Today is inflation day, as can happen on the occasional month. The US CPI came in without signs of acceleration despite the relinquishment of the Verizon effect on the statistical bucket. Financial markets are unenthused by all this, but you might not know why.

The spread between 5- and 30-year Treasury yields, as well as the gap for 2- and 10-year maturities, tumbled Wednesday to the lowest levels since 2007, at 37.2 basis points and 45.7 basis points, respectively. The flattening accelerated after consumer price index data came in largely as expected, perhaps bringing other market-moving events, like President Trump’s threat of a missile attack on Syria, into focus. “CPI, or any other economic data release, is a back-burner item when you have so much geopolitical risk on the forefront,” Tom di Galoma, managing director of government trading and strategy at Seaport Global Holdings, said in an email.

Or, the CPI behaving as expected (now) is contrary to the narrative that has been hammered on for month after month. Scarcely a market piece on inflation was written and published that didn’t include the words “labor” and “shortage” while at the same time referring to the unemployment rate as definitive in all cases. Enough time has passed for the bond market (long end) to at least pause and wonder what all the fuss was about. At some point, the boom has to boom; or had to have.

This is, obviously, more than a question for the US economic system and its authorities. I noted earlier this week the European contribution that behaves as if “somehow” directly connected to the rest of the world, including the United States. On the other side of the globe, China also reported its inflation indices for March today, too.

Last month, for February 2018, China reported its CPI had jumped to a four and half year high. Easily explained as the base effects of food prices, the latest estimates for March were even lower than perhaps should have been taking that into account. Year-over-year, the index gained just 2.1%, still considerably below the 3% official target for all of those four and a half years.

Again, this is not surprising given the monetary conditions globally. In China, the PBOC remains constrained by the asset side of its balance sheet. Therefore, by simple arithmetic and accounting, the liability side, the money side, must be as well; as it clearly has been.

What appear to change or have changed are interpretations and expectations. This difference is very clearly illustrated by China’s PPI. After jumping in early 2017, having been negative for about five years through the middle of 2016, it has continued to fade at the same time this Western inflation hysteria gained ground in narrative form.

For the first time, however, there was no similar follow-through in China’s CPI; which suggested increasingly unfulfilled expectations driving particularly commodity prices. In other words, investors in the commodity space smelled “globally synchronized growth”, figured maybe policymakers might prove the proverbial stopped clock, and then bet (heavily) on it – only to realize later last year it wasn’t actually happening. They got way ahead of themselves. 

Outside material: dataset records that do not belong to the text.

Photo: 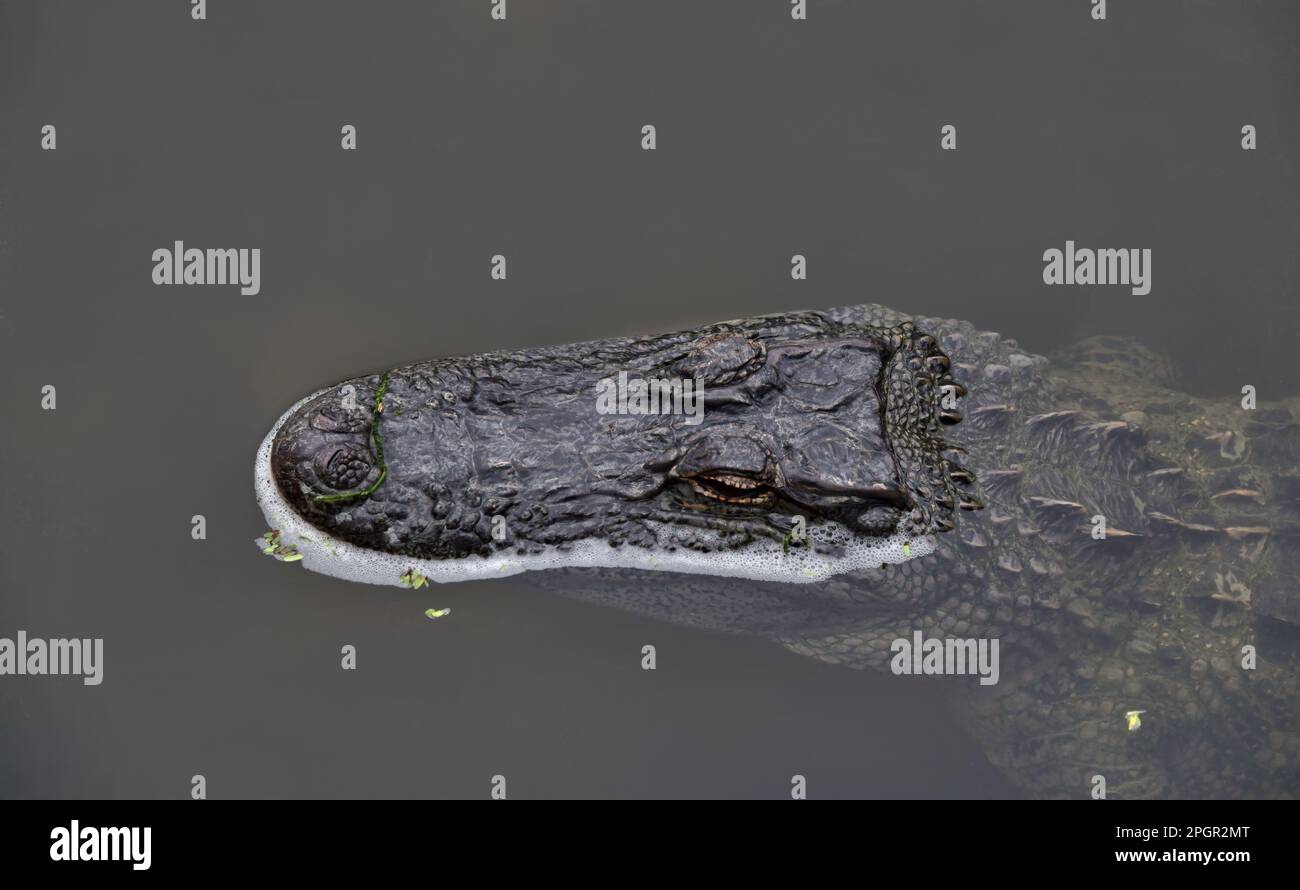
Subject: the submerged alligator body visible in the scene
[257,305,1300,798]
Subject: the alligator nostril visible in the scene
[316,444,371,491]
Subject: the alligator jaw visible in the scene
[256,313,970,583]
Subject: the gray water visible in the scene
[0,0,1300,798]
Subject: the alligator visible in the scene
[256,305,1300,799]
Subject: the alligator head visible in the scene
[257,313,979,583]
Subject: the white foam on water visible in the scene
[254,387,936,586]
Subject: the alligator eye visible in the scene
[686,473,776,504]
[316,444,371,491]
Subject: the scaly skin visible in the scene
[533,305,1300,798]
[273,305,1300,798]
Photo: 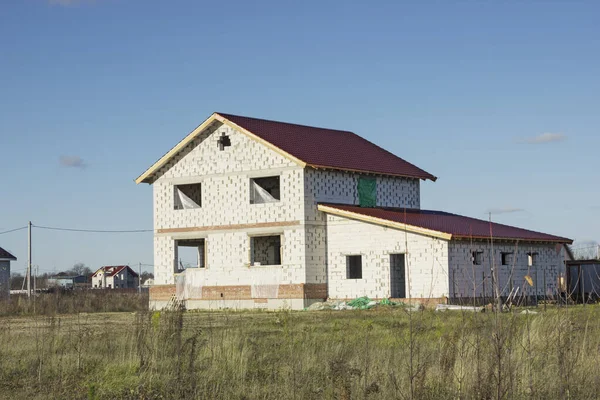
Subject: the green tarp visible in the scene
[358,177,377,207]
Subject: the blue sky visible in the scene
[0,0,600,272]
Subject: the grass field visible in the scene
[0,306,600,399]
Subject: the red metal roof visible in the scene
[93,265,138,277]
[0,247,17,261]
[217,113,437,181]
[320,203,573,244]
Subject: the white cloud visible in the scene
[522,133,567,144]
[486,207,525,214]
[58,156,87,169]
[48,0,93,7]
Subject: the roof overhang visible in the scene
[317,204,452,240]
[317,204,573,245]
[452,235,573,245]
[135,113,306,184]
[135,112,437,184]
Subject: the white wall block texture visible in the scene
[327,215,449,298]
[304,168,421,221]
[148,118,564,307]
[153,124,305,286]
[304,168,420,283]
[448,241,565,297]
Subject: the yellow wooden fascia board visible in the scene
[317,205,452,240]
[135,113,218,184]
[214,113,306,168]
[307,164,437,182]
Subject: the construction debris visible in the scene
[306,296,424,311]
[435,304,485,312]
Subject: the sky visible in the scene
[0,0,600,273]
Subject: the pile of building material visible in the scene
[306,296,423,311]
[435,304,485,312]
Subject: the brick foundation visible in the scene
[150,283,327,302]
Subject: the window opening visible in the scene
[346,255,362,279]
[472,251,483,265]
[250,176,281,204]
[176,239,206,271]
[174,183,202,210]
[250,235,281,266]
[502,253,513,265]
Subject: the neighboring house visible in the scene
[0,247,17,300]
[142,278,154,288]
[92,265,140,289]
[136,113,571,309]
[48,275,89,289]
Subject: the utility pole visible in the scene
[138,262,142,294]
[490,212,502,312]
[27,221,31,298]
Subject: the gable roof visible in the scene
[0,247,17,261]
[318,203,573,244]
[92,265,139,277]
[136,113,437,183]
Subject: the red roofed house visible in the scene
[0,247,17,300]
[92,265,140,289]
[136,113,571,309]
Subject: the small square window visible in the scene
[175,239,206,271]
[250,235,281,266]
[173,183,202,210]
[527,253,537,267]
[471,251,483,265]
[502,253,513,265]
[346,255,362,279]
[250,176,281,204]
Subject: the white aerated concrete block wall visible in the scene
[304,168,420,290]
[153,123,305,285]
[327,215,449,298]
[449,241,565,298]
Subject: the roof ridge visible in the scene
[215,111,354,135]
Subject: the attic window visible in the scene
[527,253,537,267]
[174,183,202,210]
[218,132,231,151]
[346,255,362,279]
[472,251,483,265]
[175,239,206,271]
[501,253,513,265]
[250,235,281,266]
[250,175,281,204]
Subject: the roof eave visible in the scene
[317,204,452,240]
[135,112,306,184]
[306,164,437,182]
[452,235,573,244]
[135,113,223,184]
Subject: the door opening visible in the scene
[390,254,406,299]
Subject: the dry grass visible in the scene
[0,289,148,317]
[0,306,600,399]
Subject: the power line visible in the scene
[0,226,27,235]
[32,225,153,233]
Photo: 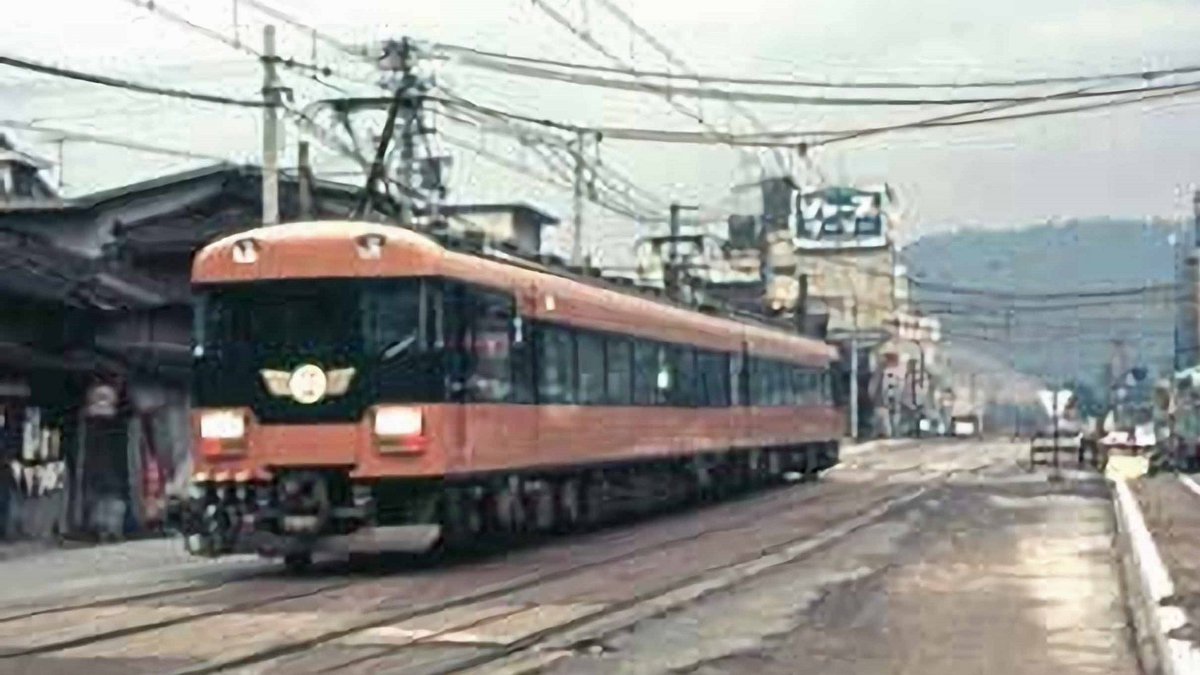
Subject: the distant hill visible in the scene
[901,220,1177,384]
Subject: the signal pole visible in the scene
[397,37,415,226]
[570,130,588,267]
[662,202,700,299]
[263,25,280,225]
[850,301,858,442]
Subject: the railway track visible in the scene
[0,441,984,673]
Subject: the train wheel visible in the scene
[492,477,527,534]
[530,480,558,532]
[800,446,818,483]
[767,450,784,483]
[442,488,484,546]
[581,472,605,527]
[554,478,583,532]
[283,551,312,574]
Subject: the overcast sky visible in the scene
[0,0,1200,258]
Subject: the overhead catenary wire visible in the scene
[444,56,1195,107]
[439,40,1200,89]
[0,120,229,162]
[0,54,266,108]
[532,0,777,172]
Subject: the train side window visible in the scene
[696,352,730,407]
[467,288,512,402]
[667,345,696,406]
[745,357,764,406]
[726,352,750,406]
[535,324,575,404]
[605,336,634,406]
[769,362,792,406]
[709,352,730,407]
[634,340,659,406]
[575,330,605,406]
[695,350,713,407]
[509,312,536,404]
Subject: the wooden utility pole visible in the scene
[662,202,700,300]
[571,130,588,267]
[398,37,419,226]
[263,25,280,225]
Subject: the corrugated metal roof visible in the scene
[0,228,175,310]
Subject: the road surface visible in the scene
[0,441,1139,675]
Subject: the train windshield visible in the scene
[197,280,421,359]
[193,279,444,422]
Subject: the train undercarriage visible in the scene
[168,442,838,569]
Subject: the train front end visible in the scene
[173,223,456,566]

The whole “reflation” trend stalled right around September (so much happened that first week in September). Now the PPI is coming back down and only partially on base effect comparisons to last year’s peak (February 2017). The March estimates, which were only 3.1% more than March 2017, decelerated substantially from February’s 3.7% even though the magnitude of that statistical bulge was far less.

Interpretation of all this is also quite simple and easy. After being told emphatically that the inflation genie was about to be unleashed, that a global boom evident, purportedly, all across the world was not just looming but right in front of us, people have rightly started to wonder where is it? It should have shown up somewhere by now, if not in full then at least in some visible part whereby a plausible path toward the inflationary recovery scenario directly opens up.

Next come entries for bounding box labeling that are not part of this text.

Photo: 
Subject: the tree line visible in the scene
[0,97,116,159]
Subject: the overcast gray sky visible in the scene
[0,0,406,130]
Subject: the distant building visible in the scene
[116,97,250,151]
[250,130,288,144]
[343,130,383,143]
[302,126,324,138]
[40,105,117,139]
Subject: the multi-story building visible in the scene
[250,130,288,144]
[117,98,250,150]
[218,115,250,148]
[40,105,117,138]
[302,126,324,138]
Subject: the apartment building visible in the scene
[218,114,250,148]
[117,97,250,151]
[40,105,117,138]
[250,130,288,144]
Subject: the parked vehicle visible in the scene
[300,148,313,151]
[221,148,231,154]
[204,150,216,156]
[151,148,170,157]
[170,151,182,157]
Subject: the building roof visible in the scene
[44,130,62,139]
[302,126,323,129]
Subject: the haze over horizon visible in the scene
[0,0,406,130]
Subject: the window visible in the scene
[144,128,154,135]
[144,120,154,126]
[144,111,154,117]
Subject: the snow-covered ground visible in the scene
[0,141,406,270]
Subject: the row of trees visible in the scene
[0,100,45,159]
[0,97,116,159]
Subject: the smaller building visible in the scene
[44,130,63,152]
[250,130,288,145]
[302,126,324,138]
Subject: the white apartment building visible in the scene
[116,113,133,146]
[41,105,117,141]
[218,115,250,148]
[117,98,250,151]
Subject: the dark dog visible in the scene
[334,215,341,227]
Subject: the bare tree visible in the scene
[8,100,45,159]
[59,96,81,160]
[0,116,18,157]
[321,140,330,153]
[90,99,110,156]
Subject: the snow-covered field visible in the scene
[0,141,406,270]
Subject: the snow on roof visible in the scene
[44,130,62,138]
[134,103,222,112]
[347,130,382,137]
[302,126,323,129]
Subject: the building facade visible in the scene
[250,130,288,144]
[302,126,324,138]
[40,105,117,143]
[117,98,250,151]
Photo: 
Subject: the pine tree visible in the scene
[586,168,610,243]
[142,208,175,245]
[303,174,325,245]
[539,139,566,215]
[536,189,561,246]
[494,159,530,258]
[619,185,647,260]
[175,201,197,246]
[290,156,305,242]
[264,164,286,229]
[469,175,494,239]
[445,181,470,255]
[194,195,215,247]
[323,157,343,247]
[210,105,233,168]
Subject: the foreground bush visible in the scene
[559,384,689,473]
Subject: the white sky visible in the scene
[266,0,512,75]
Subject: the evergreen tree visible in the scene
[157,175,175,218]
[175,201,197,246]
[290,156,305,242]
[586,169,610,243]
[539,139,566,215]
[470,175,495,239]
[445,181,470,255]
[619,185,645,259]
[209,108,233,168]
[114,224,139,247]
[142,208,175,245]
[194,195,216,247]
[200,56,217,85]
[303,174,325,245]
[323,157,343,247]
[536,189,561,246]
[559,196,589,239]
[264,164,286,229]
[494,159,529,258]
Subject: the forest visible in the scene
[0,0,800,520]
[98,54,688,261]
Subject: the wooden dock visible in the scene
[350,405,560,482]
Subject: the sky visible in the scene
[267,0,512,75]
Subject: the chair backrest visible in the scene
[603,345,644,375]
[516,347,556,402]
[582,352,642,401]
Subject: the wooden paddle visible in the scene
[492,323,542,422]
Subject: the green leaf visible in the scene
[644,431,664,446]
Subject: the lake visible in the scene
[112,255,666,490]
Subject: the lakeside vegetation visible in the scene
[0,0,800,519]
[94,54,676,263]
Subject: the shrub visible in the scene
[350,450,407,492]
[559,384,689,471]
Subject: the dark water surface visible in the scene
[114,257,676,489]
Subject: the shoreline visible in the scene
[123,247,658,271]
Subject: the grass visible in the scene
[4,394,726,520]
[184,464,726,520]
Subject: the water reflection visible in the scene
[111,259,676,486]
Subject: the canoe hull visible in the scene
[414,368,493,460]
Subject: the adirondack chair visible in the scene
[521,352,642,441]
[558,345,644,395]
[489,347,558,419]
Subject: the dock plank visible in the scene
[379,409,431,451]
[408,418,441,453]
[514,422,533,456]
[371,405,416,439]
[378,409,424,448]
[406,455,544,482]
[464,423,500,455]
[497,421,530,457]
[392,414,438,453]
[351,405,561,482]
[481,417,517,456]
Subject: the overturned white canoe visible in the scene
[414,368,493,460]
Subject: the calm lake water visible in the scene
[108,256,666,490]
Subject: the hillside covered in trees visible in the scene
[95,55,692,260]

Instead, month after month is at best more of the same, interspersed more frequently with the sense of rolling over. It’s not just that nothing has changed from last year, but nothing has really changed (as an upside) since 2012.

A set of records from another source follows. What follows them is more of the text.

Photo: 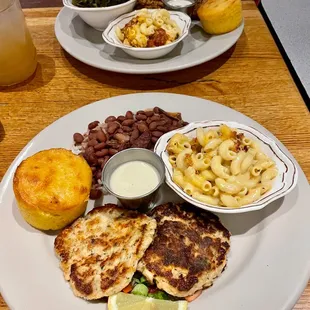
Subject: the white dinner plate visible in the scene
[55,8,244,74]
[0,93,310,310]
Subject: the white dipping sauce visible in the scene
[110,160,160,197]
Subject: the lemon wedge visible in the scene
[108,293,187,310]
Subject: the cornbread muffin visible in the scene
[13,149,92,230]
[197,0,242,34]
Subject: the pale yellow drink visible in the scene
[0,0,37,86]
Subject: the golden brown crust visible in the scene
[138,203,230,297]
[55,204,156,300]
[13,148,92,214]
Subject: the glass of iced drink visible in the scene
[0,0,37,86]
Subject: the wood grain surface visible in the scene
[0,0,310,310]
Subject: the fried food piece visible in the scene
[138,203,230,297]
[13,149,92,230]
[55,204,156,300]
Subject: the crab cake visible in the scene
[55,204,156,300]
[138,203,230,297]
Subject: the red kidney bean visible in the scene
[117,115,126,122]
[96,129,107,142]
[125,111,133,119]
[130,129,140,141]
[156,126,168,132]
[161,114,172,124]
[88,154,98,165]
[88,139,98,146]
[151,137,158,144]
[115,128,124,133]
[122,126,132,132]
[152,130,164,138]
[114,133,130,143]
[94,142,106,151]
[144,111,154,117]
[107,122,120,134]
[73,132,84,144]
[153,107,160,114]
[101,156,110,169]
[104,116,116,123]
[136,114,147,121]
[109,149,118,156]
[88,132,97,141]
[88,121,99,130]
[85,146,95,156]
[89,189,102,200]
[151,115,160,122]
[96,170,102,180]
[149,122,158,131]
[95,149,109,157]
[138,123,149,133]
[122,119,135,126]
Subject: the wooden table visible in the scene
[0,0,310,310]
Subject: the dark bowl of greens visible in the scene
[63,0,136,31]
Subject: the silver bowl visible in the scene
[102,148,165,209]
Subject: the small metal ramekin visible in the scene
[102,148,165,209]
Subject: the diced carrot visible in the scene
[123,284,133,293]
[185,290,202,302]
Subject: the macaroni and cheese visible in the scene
[116,9,181,47]
[167,125,278,208]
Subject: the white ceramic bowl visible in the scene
[154,121,298,213]
[62,0,136,31]
[102,10,191,59]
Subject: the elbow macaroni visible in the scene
[115,9,181,48]
[167,125,278,208]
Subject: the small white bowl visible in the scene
[102,10,191,59]
[62,0,136,31]
[154,121,298,213]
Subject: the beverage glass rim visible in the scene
[0,0,16,14]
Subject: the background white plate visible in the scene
[0,93,310,310]
[55,8,244,74]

In many ways, that’s what was so cruel about the global QE’s and how central banks were given every benefit of the doubt right at the depths of their biggest failure. There was in 2009 and 2010 a partial recovery, which was then purposefully distorted and used to string everyone along as if QE might still be the answer if given enough time and the right magic number. In many ways, they are still appealing to the same time factor.

That’s not what happened, of course. The 2011 crisis was the definitive, figurative nail in the global monetary coffin. We see it all over the world, in deflators here, HICP’s in Europe, and CPI’s in China. The deflationary drag isn’t constant, nothing ever goes in a straight line, but over enough time there is no escaping from it. Global growth has been synchronized alright, only with a constant anchor that limits any upside and continues risks always to the downside.

What changes, again, is that every few years enough negative pressures abate such that hope is reborn, though with less rational justification behind it with each upswing (in 2014, for example, at least the more optimistic could point to QE3 and QE4 as one possible if unlikely reason to think that way; this time, just because?)

To be right back in the same place as before, that’s a huge disappointment for 2018. Especially when everything was supposed to have definitively changed, for the better, in 2017.